# Villager House Exterior Glitch



## cloudynebula (Apr 27, 2020)

Hello I wanted to know if anyone else has experienced this glitch?

I recently invited Purrl to move in via the campsite and kicked out Bitty. Purrl has successfully moved in but her house's exterior is still Bitty's.



(What her house looks like on my island.)


(What it's supposed to look like. Pic taken at a friend's island who also has Purrl.)

Purrl showed up and was invited on 3/4.

I did not play on the date after Bitty moved out and when the lot should be empty but marked as "SOLD", 3/5.

Played again on 3/6 and Purrl had moved in.

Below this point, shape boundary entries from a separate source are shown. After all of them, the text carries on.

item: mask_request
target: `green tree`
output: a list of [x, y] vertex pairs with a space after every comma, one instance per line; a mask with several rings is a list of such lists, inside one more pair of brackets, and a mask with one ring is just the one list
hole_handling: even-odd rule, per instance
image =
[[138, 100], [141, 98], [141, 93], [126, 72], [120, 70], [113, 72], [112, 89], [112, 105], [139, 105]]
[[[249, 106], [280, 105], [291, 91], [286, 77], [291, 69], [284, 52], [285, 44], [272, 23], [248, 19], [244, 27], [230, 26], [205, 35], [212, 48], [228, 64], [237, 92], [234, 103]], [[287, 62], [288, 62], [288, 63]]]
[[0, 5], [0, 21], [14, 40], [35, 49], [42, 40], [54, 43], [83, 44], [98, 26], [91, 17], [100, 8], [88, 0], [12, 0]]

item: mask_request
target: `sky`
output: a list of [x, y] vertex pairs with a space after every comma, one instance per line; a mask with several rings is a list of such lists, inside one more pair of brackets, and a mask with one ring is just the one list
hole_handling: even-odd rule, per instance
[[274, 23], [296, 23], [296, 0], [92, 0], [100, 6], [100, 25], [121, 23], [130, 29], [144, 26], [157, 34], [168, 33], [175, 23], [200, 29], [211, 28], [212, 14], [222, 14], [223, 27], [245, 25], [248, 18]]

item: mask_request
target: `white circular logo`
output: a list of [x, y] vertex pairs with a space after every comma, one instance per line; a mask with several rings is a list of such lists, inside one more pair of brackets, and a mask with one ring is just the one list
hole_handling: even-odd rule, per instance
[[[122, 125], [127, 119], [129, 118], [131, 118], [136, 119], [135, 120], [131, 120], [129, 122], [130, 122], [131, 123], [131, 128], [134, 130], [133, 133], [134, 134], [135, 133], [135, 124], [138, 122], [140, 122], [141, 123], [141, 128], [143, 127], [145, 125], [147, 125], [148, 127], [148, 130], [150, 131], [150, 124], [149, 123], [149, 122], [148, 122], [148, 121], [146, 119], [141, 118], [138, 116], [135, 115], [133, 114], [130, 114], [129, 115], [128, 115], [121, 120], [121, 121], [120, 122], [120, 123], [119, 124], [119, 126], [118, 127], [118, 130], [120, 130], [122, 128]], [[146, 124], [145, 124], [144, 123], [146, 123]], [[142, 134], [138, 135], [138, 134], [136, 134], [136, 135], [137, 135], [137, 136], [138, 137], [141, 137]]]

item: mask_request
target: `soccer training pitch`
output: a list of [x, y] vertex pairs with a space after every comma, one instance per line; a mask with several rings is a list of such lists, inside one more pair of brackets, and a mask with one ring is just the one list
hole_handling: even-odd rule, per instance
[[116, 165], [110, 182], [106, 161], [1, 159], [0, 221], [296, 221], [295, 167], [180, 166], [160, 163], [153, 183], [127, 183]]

As of now, other than the exterior being diffrent, she seems to be acting normally. And interestingly her interior matched what it should be and is not Bitty's


----------



## Krissi2197 (Apr 27, 2020)

This isnt a new glitch. 

Sometimes the exterior just stays the same. Its been a glitch since release I think.


----------



## cloudynebula (Apr 27, 2020)

Good to know thank you! I never heard of anyone else experiencing it so I was unsure!

It's strange that Nintendo hasn't fixed this yet tho. And I wonder what causes it since I have had other campers move in completely fine.


----------



## voltairenism (Apr 27, 2020)

This isn't a new glitch, but I didn't know this could happen without time-travelling (during the process of moving)!


----------



## cloudynebula (Apr 27, 2020)

Yep someone else let me know it's a know glitch but now I'm trying to figure out how it happened!

I think I may have left the game "on" for the day I didn't play but I'm not 100% sure. (saved and quit but did not close the game on the switch menu when I put my system in sleep mode)

I saw Bitty's house still there on the title screen when I reopened the game and got scared lmao


----------



## Cadbberry (Apr 27, 2020)

Yeah, this happened with Midge when I moved Soleil out with an amiibo, Midge moved right into Soliel's house, no changes to the outside, just the inside.


----------



## cloudynebula (Apr 27, 2020)

Good to know! In the end I guess it works out because I like Bitty's exterior more than Purrl's lmao


----------



## xTurnip (Apr 27, 2020)

Purrl's exterior will be messed up but I think their interior should match with what it's supposed to be.


----------



## Lellyna (Apr 27, 2020)

nintendo prob doesn't know about it they been good at the bugs fixes so far


----------



## Krissi2197 (Apr 27, 2020)

I wonder if they end up do fixing this glitch they fix the current exteriors that are glitched.


----------



## cloudynebula (Apr 27, 2020)

I worry though about what a bug fix will mean for people who have these glitched houses... Will Nintendo just quietly patch it so villagers' houses are reset or will the people with these glitched villagers end up losing them?


----------



## Lellyna (Apr 27, 2020)

cloudynebula said:


> I worry though about what a bug fix will mean for people who have these glitched houses... Will Nintendo just quietly patch it so villagers' houses are reset or will the people with these glitched villagers end up losing them?


well my guess they will lose them but this is my guess


----------



## cloudynebula (Apr 27, 2020)

you're probably right but..... I'm still hoping for a patch that doesn't remove them because Purrl is one of my dreamies...


----------